En bio, nous essayons de prévenir plutôt que de guérir en utilisant des produits. Nous utilisons des variétés résistantes. Ce n'est pas possible en viticulture en raison des appellations d'origine contrôlée (AOC) : la culture d'un cépage n'est évidemment pas possible n'importe où. C'est un peu différent en arboriculture. Les producteurs de pommes, notamment, s'appuient sur une génétique offrant une résistance permettant de s'affranchir d'un certain nombre de traitements.

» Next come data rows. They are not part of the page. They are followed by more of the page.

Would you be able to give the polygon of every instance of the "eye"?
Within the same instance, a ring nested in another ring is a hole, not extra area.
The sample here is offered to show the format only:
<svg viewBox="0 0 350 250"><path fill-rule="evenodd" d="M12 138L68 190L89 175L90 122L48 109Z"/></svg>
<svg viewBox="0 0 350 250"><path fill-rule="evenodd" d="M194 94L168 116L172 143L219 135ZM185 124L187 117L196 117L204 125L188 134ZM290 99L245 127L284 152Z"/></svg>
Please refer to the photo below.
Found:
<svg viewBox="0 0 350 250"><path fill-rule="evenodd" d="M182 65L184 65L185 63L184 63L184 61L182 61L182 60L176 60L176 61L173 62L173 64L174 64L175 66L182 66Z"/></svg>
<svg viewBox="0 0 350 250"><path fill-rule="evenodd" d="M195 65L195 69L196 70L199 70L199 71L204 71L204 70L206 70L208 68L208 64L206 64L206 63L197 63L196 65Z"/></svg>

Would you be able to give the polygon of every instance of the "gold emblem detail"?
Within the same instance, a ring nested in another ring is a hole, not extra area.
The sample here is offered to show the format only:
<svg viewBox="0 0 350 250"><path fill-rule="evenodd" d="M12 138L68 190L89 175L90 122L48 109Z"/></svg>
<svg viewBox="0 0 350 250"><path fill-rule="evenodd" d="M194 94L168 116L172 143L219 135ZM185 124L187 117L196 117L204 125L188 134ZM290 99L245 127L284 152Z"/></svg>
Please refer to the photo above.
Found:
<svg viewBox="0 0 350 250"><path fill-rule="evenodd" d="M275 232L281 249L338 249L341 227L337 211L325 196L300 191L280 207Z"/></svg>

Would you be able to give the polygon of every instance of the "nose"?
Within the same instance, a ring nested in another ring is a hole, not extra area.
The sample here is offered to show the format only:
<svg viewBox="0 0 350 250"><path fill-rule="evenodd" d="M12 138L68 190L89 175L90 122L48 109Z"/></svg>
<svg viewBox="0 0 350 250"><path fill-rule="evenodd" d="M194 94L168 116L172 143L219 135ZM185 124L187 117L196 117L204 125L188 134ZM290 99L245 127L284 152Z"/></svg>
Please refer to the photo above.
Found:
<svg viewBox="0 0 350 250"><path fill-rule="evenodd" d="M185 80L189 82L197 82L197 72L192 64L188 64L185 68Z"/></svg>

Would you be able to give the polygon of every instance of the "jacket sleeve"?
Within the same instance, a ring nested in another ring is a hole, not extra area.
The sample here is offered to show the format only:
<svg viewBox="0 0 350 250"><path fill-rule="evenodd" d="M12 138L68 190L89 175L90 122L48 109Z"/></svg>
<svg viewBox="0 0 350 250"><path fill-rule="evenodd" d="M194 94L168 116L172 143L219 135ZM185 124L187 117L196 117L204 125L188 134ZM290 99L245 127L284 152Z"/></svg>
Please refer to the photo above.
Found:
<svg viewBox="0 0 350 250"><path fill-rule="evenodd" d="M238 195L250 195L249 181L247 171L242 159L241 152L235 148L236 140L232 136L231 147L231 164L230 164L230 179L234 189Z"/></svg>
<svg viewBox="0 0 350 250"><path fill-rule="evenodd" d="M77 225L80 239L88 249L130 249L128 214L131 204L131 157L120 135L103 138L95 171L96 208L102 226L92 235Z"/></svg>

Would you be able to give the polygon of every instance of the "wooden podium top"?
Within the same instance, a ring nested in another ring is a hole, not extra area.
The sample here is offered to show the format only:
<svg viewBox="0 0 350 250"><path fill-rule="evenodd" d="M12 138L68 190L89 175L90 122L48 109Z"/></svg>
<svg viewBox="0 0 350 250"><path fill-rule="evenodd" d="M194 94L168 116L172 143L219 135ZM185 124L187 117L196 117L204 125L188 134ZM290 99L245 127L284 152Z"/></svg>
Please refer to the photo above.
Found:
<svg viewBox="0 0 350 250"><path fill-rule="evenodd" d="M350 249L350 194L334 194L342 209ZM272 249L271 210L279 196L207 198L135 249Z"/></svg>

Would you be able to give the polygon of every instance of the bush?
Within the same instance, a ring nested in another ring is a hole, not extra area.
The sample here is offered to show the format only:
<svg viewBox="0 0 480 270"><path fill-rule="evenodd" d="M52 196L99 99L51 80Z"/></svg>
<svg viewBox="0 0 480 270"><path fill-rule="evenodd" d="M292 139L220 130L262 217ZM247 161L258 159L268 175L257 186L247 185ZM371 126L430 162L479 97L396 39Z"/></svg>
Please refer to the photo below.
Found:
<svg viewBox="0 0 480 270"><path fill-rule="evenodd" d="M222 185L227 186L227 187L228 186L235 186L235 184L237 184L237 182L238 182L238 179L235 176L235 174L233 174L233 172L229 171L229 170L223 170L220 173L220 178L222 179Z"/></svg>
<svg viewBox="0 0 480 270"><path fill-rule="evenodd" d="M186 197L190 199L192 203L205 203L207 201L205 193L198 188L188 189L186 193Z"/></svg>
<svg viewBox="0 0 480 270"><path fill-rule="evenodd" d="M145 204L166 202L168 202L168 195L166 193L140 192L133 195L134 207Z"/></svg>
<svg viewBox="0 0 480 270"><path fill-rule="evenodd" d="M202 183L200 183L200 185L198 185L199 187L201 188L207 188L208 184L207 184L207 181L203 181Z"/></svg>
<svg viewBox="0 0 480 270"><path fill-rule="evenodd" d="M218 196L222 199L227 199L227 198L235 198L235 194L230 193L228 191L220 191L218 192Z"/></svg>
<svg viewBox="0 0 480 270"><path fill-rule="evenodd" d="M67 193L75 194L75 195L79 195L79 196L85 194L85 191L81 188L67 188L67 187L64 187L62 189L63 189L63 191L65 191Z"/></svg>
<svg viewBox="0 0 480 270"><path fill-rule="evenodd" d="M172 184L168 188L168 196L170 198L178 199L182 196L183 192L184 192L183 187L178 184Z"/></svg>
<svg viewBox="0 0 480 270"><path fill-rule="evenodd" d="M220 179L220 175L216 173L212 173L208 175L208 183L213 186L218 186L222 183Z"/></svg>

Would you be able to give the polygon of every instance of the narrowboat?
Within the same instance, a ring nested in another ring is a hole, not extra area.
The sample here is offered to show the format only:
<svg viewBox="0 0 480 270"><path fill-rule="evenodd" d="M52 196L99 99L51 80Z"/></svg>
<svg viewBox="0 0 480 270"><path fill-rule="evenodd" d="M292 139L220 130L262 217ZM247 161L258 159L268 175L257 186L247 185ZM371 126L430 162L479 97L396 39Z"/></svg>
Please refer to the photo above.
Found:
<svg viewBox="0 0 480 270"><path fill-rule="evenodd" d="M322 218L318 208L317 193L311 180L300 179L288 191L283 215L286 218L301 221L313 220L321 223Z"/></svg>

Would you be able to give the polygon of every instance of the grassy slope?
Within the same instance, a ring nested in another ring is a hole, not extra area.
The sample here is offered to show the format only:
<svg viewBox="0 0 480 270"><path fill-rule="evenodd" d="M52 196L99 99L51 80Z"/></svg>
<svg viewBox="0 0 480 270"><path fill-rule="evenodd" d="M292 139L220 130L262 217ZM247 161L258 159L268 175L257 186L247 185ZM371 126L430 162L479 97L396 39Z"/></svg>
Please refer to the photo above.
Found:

Nous avons des problèmes de mildiou sur la pomme de terre. Tout comme en viticulture ou en arboriculture, des variétés résistantes existent aujourd'hui. Mais il y a un problème d'adéquation entre production et consommation : on nous demande des variétés qui ne sont pas résistantes. Si je fais de l'Allians, une variété de pommes de terre résistante, j'aurai donc des difficultés à la vendre. Mais pour faire des Charlotte, je suis obligé de mettre de la bouillie bordelaise lorsqu'il pleut. On ne peut pas déconnecter la production de la consommation. Pour préserver l'environnement, les consommateurs doivent comprendre qu'il y a peut-être des variétés à choisir ou des produits à privilégier.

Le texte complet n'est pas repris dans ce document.